Dia mengaku hendak melayangkan protes jika Abu Bakar Baasyir dibebaskan sebelum waktunya.

Loading...

“Aku jelas hendak amat kecewa tentang masalah itu, semisal warga Australia semisalnya,” katanya, semisal dikutip dari The New York Times.

“Kita nggak ingin karakter sebuah itu dapat keluar dan menghasut pembunuhan kepada warga Australia dan Indonesia, menyebarkan doktrin kebencian,” ucapnya.

“Menghargai harus ditunjukkan buat mereka yang kehilangan nyawa,” imbuhnya.

Morrison dan pejabat pemerintah federal telah melaksanakan kontak langsung dengan pemerintah Indonesia untuk menunda pembebasan Ba’asyir.
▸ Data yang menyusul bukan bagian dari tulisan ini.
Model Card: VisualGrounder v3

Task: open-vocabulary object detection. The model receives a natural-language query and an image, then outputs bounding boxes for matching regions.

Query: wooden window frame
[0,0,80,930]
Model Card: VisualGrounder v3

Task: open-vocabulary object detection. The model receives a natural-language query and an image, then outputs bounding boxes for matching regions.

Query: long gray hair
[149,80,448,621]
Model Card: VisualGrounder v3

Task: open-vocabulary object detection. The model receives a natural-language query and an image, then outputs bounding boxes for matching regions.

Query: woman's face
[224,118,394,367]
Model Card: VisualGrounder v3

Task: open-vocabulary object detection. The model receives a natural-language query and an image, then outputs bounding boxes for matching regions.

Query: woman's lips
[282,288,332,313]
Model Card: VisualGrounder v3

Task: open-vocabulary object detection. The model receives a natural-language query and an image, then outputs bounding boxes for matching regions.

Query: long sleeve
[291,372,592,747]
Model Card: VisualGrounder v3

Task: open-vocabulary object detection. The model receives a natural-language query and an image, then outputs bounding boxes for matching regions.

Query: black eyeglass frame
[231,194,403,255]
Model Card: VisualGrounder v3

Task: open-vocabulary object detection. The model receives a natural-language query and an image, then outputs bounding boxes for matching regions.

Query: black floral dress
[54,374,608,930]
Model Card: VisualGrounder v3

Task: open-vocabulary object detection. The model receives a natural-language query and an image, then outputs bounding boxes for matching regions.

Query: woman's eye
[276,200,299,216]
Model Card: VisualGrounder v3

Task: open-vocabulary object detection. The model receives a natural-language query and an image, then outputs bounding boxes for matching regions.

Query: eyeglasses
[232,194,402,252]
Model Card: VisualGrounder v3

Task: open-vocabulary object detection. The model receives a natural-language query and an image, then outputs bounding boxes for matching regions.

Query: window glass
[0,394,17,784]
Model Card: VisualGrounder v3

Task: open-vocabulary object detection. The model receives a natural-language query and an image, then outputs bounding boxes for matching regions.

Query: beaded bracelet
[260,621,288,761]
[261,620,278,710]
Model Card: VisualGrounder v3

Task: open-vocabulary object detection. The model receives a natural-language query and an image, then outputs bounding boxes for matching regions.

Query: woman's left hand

“Warga Australia meninggal secara tragis dalam malam itu, dan aku pikir warga Australia berharap problem ini ditangani secara serius oleh pemerintah kami,” kata pria berusia 50 tahun itu, sebelumnya.

Semisal dikenal, sebanyak 88 orang dari 202 korban tewas Bom Bali dalam 2002 adalah warga Australia.

Penyintas serangan bom Bali dan kerabat korban semisalnya menentang rencana pembebasan Abu Bakar Baasyir, semisal Phil Britten.